On peut aussi se contenter de sourire des
mensonges qu’il commet par fatuité, car il reste fondamentalement un fanfaron. Comme
lorsqu’il prétend qu’il est le premier président américain à avoir relevé la
solde des GI qui servent en Irak, alors que celle-ci est réévalué
systématiquement chaque année. Comme lorsqu’il estimait sa fortune à plus de 8
milliards de dollars, alors que Forbes
jugeait qu’il n’avait que la moitié de ce pactole, ce qui était déjà impressionnant.
Non seulement il commettait un mensonge, mais il allait à l’encontre des habitudes
des hommes d’affaires qui ont plutôt tendance à sous-évaluer leur patrimoine,
pour limiter les frais d’impôts par exemple.
Toutes ces affabulations sont rémissibles
car, comme le dit un proverbe de chez nous, « si le mensonge fait le
déjeuner, il ne fera pas le dîner », et ceux que commet M. Trump par
vantardise ou par bêtise ne feront jamais long feu.
Une parole démonétisée !
D’autres mensonges pourraient, hélas,
avoir des conséquences tragiques. Les guerres naissent souvent de malentendus
ou de travestissements de la vérité et les blagues de Donald Trump, qui ne se
fie qu’à son intuition et ne fait pas confiance à ses services de
renseignements qui sont pourtant les meilleurs du monde, pourraient devenir des
erreurs tragiques. Il s’était déjà fait remarquer, il n’y a pas longtemps, en
prétendant, à tort, que DAESH était anéanti et qu’on pouvait rappeler toutes
les forces qui étaient à sa poursuite, ce qui était pour le moins précipité et dangereux.

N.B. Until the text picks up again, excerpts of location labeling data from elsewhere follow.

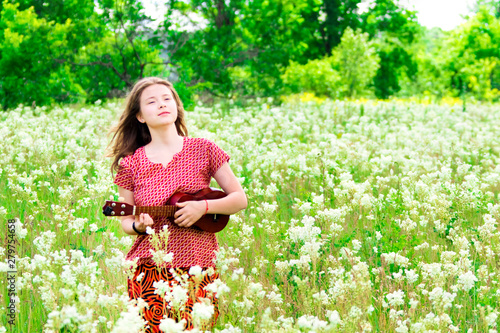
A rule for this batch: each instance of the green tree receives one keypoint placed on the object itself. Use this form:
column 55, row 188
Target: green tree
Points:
column 28, row 74
column 357, row 62
column 396, row 29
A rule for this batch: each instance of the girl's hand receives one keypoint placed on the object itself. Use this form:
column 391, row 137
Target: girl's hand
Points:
column 189, row 212
column 144, row 221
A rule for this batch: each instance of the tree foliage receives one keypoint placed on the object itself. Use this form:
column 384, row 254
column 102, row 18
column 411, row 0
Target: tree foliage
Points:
column 85, row 50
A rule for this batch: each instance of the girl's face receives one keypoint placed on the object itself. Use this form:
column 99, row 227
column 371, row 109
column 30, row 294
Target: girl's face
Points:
column 158, row 106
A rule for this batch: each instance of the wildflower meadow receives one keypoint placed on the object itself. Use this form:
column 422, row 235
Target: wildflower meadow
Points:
column 363, row 216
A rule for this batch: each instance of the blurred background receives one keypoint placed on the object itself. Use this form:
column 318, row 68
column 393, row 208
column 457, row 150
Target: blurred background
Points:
column 238, row 51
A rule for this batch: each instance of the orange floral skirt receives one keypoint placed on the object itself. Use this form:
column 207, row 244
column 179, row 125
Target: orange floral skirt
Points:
column 158, row 308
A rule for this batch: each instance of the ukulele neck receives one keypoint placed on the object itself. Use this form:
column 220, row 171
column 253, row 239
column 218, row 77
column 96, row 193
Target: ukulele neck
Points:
column 167, row 211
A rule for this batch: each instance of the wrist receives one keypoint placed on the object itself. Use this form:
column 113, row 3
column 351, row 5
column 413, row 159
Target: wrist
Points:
column 138, row 231
column 205, row 206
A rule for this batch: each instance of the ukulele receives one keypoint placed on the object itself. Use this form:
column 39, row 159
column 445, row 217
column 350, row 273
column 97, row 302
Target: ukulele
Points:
column 209, row 222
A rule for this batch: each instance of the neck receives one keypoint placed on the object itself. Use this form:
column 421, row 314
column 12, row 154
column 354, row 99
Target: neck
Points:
column 164, row 136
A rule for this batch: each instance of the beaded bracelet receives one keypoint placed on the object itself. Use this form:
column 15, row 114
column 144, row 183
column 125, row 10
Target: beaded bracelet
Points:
column 138, row 232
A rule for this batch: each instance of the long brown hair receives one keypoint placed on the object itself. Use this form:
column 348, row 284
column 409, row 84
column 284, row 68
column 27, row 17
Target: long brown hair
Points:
column 131, row 134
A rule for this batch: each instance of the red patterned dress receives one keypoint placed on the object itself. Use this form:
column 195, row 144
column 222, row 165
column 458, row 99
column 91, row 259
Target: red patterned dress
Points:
column 189, row 171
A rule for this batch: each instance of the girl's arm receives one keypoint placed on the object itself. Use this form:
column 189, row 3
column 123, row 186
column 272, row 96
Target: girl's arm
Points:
column 142, row 222
column 235, row 200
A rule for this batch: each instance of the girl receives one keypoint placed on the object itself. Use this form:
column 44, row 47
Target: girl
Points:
column 154, row 158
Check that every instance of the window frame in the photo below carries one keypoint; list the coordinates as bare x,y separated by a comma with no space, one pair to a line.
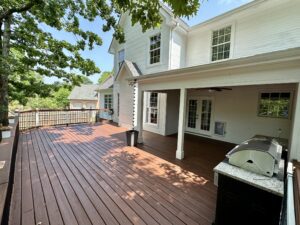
280,92
231,48
105,103
148,109
119,63
149,50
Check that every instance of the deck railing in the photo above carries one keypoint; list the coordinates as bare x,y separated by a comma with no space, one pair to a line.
38,118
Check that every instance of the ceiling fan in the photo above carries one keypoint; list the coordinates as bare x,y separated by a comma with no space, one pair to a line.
213,89
219,89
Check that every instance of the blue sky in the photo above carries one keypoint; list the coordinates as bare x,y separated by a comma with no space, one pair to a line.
208,10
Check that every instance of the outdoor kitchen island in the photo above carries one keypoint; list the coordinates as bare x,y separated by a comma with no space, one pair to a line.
246,198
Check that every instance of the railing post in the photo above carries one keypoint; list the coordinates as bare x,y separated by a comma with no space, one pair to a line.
37,118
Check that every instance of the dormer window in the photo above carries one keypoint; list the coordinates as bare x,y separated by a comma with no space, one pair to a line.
221,43
121,57
155,45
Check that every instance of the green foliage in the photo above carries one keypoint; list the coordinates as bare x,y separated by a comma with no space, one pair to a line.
85,80
24,25
104,76
61,97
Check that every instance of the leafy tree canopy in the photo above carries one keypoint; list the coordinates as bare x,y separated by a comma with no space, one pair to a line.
104,76
21,29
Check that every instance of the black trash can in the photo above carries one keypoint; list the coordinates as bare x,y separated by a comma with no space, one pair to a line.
131,137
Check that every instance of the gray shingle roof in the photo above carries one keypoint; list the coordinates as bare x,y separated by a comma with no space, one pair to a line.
84,92
108,83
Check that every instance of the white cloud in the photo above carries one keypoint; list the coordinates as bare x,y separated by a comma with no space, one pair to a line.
228,2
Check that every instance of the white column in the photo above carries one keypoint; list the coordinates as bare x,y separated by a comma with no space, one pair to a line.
140,108
295,140
181,124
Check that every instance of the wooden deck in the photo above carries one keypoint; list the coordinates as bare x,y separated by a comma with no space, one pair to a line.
86,175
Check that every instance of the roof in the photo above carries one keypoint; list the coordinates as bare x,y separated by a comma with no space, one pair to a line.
108,83
131,67
84,92
259,59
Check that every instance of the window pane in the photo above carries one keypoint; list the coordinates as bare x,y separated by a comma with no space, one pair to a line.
221,44
155,49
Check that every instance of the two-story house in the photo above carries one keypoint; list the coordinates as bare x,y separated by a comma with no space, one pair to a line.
229,78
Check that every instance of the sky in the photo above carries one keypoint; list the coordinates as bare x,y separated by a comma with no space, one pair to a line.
104,60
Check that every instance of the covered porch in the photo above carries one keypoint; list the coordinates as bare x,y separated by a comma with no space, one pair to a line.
226,101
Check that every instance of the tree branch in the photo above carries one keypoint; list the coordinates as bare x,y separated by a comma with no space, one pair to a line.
23,8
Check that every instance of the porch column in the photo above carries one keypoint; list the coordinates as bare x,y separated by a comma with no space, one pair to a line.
139,118
181,124
295,141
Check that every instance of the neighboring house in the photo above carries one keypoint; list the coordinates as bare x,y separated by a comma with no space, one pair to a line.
229,78
84,97
105,91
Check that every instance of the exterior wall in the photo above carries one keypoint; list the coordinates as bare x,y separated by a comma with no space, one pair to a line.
83,104
172,115
160,127
137,47
105,115
238,109
269,26
122,87
178,49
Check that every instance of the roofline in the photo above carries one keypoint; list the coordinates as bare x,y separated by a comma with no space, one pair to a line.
264,58
227,14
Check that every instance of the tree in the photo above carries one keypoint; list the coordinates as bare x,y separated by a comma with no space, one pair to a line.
21,28
104,76
85,80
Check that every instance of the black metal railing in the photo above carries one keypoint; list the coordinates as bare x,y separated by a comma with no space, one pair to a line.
39,118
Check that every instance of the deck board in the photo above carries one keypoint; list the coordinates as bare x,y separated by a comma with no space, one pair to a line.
85,174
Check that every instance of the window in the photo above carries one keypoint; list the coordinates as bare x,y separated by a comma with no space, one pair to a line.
152,110
221,44
121,57
274,104
155,49
108,102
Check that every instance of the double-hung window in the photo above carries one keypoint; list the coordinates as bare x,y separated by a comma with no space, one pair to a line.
221,43
121,57
108,104
155,46
152,108
274,104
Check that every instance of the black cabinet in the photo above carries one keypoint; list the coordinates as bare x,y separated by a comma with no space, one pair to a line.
239,203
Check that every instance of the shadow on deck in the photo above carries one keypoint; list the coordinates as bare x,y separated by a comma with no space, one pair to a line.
86,175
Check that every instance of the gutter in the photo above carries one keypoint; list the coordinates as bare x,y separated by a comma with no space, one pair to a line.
255,60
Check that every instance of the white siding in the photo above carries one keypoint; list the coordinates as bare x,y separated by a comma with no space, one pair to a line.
172,116
238,109
270,26
137,47
178,50
158,128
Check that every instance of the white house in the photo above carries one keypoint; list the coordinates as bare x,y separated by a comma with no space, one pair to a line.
105,91
84,97
230,78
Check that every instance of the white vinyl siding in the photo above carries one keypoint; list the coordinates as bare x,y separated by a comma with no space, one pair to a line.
108,101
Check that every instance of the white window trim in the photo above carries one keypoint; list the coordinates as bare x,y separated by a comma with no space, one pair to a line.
146,120
276,91
118,62
148,49
232,42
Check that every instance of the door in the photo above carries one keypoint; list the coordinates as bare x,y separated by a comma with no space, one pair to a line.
199,115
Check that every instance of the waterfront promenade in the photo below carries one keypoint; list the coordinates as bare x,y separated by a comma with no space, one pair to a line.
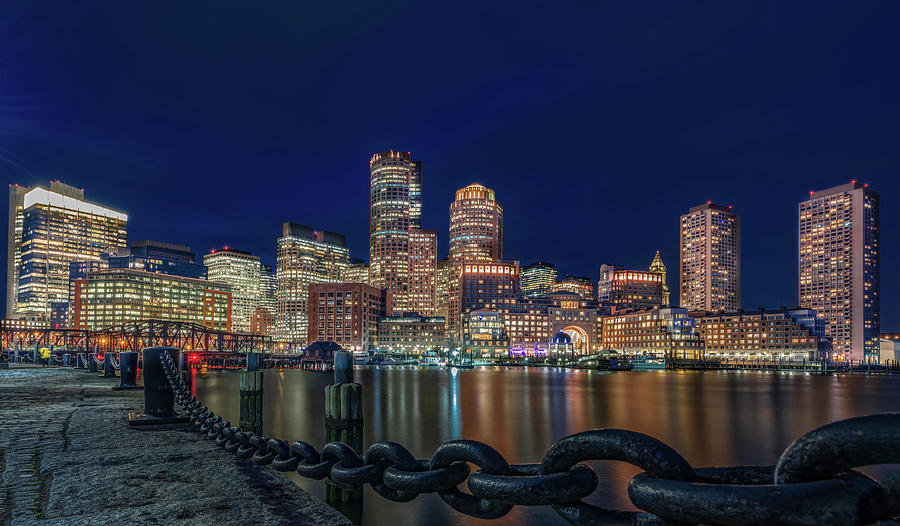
67,457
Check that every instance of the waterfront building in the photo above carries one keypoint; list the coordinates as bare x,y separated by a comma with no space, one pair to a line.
158,256
114,297
782,334
839,266
395,206
304,256
411,334
476,236
661,332
710,260
630,289
577,284
659,267
262,322
485,286
242,272
537,278
347,314
421,290
357,272
57,227
442,288
485,337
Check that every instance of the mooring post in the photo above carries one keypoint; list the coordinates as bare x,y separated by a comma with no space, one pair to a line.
128,371
109,371
343,419
251,395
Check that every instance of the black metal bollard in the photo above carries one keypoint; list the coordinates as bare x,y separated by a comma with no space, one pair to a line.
109,371
128,370
159,399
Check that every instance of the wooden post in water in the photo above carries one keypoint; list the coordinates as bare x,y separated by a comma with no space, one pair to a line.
343,419
251,396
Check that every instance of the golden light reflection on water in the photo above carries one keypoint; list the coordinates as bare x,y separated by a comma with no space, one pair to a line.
711,418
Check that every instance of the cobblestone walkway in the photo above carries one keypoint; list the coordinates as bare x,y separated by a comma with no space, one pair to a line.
67,457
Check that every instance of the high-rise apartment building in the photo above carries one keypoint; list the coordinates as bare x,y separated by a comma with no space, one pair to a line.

Avec les tensions qui s’accroissent au Moyen Orient, son alignement irréfléchi
sur les positions les plus extrémistes d’Israël, qui rêve d’un embrasement du
monde arabe, pourrait l’amener à propager des mensonges qui mettraient tout
simplement en cause la paix dans le monde…
En espérant qu’une telle catastrophe ne
se réaliserait pas, on peut dire que le mal est déjà fait dans son pays et que
le regard que les Américains portent sur le premier d’entre eux en est tout
bouleversé. Aux Etats-Unis, la vie publique des élus a toujours été soumise à
l’observation des citoyens, il n’y a guère longtemps les Américains avaient
contraint à la démission l’ancien président Richard Nixon et le fondement de
leur reproche était qu’il leur avait menti. C‘était encore un mensonge qui,
quelques années plus tard, avait conduit du Capitole à la Roche Tarpéienne un
autre de leurs présidents, Bill Clinton. Les mensonges de Trump ont fait perdre
des centaines de milliers de dollars à une entreprise qui avait parié sur son intégrité,
ils pourraient le rendre passible de parjure pour complicité avec la Russie.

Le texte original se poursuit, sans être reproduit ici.